In the Indian milieu, talk of teacher-pupil duos is incomplete without the mention of a few stellar examples. Chanakya, an astute economist, philosopher, and statesman, discovered Chandragupta at a young age and helped him become an emperor. He was his mentor, helping him create the formidable Maurya Empire.

In the study of divinity, can we ever forget Ramakrishna Paramahamsa and Swami Vivekananda? Swami Vivekananda said of his teacher, "All that I am, all that the world itself will someday be, is owing to my Master, Shri Ramakrishna…” He formed the Ramakrishna Mission to foster the Hindu way of life. And in the history of India, if young Mohandas Gandhi had never met Gopal Krishna Gokhale, we might never have had a Mahatma.

In Indian classical music and dance, the guru-shishya parampara is paramount. To give just one example, K J Yesudas, an extremely popular singer, trained under Chembai Vaidyanatha Bhagavatar. Yesudas’s reverence for his guru was so great that he sponsored a statue of him situated at Chembai Gramam, Palakkad.

Tapping potential

Mentoring in sport is also an extremely important facet of teaching. John Wooden, the legendary basketball coach, once said, “A good coach can change a game, a great coach can change a life.” One such coach was Ramakant Achrekar, who was Sachin Tendulkar’s cricket coach. Achrekar took the 11-year-old Sachin under his wings and helped him realise his potential. Achrekar had a unique way of coaching this genius. He would place a one rupee coin on the top of the stumps. If a bowler dismissed Sachin, he got the coin. If Sachin managed to last an entire session without getting out, he got to keep the coin. Sachin has 13 of these coins, which he treasures even today.

Another great coach is Pullela Gopichand. The mentor of P V Sindhu, Saina Nehwal, Srikanth Kidambi and many others, he underwent many hardships to get his Gopichand Badminton Academy going. Though the land for the Academy was granted by the Andhra Pradesh government, he had to mortgage his own home to run it in the initial years. But the fine crop of world-class players that have emerged from this academy has made this guru’s sacrifice worth its while.

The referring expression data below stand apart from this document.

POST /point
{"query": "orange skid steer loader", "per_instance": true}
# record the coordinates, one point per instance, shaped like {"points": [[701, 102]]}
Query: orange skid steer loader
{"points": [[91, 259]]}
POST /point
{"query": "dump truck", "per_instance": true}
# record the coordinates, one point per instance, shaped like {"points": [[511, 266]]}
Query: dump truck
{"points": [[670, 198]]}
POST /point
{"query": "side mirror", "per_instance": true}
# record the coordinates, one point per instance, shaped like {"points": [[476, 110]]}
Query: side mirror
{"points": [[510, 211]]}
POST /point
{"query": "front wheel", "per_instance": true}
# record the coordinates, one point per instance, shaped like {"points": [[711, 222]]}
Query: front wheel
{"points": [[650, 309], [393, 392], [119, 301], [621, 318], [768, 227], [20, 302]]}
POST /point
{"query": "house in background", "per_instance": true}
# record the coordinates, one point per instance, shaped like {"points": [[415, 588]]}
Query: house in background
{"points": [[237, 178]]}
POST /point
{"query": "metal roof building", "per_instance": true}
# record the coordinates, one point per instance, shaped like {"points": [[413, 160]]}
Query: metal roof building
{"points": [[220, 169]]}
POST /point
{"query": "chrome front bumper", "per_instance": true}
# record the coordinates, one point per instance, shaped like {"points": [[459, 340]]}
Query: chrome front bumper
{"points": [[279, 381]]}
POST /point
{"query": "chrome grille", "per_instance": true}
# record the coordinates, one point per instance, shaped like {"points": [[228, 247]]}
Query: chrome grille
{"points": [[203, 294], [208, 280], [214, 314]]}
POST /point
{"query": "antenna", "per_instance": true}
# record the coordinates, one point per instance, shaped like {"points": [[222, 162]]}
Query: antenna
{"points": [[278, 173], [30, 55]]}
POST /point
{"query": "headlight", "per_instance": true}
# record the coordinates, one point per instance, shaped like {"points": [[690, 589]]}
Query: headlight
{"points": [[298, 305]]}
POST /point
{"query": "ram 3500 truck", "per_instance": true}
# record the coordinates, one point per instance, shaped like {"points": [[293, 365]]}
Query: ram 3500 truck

In 1976, athletics coach O M Nambiar recognised and appreciated the talent of a young girl named P T Usha, who later came to be known as the ‘Queen of Indian Track and Field’. Fittingly, he won the first Dronacharya Award for excellence in coaching.

There are those who consider teaching to be a low-paid and thankless job. Little do they know of the sacred bond that exists in the hearts of teachers and their pupils. Education is the only way to a good life, so teaching is indeed a noble profession. Henry B Adams expressed it best when he said, “A teacher affects eternity; he (or she) can never tell where his influence stops.”

Happy Teachers’ Day to all the teachers out there, and to the students who make it all worthwhile!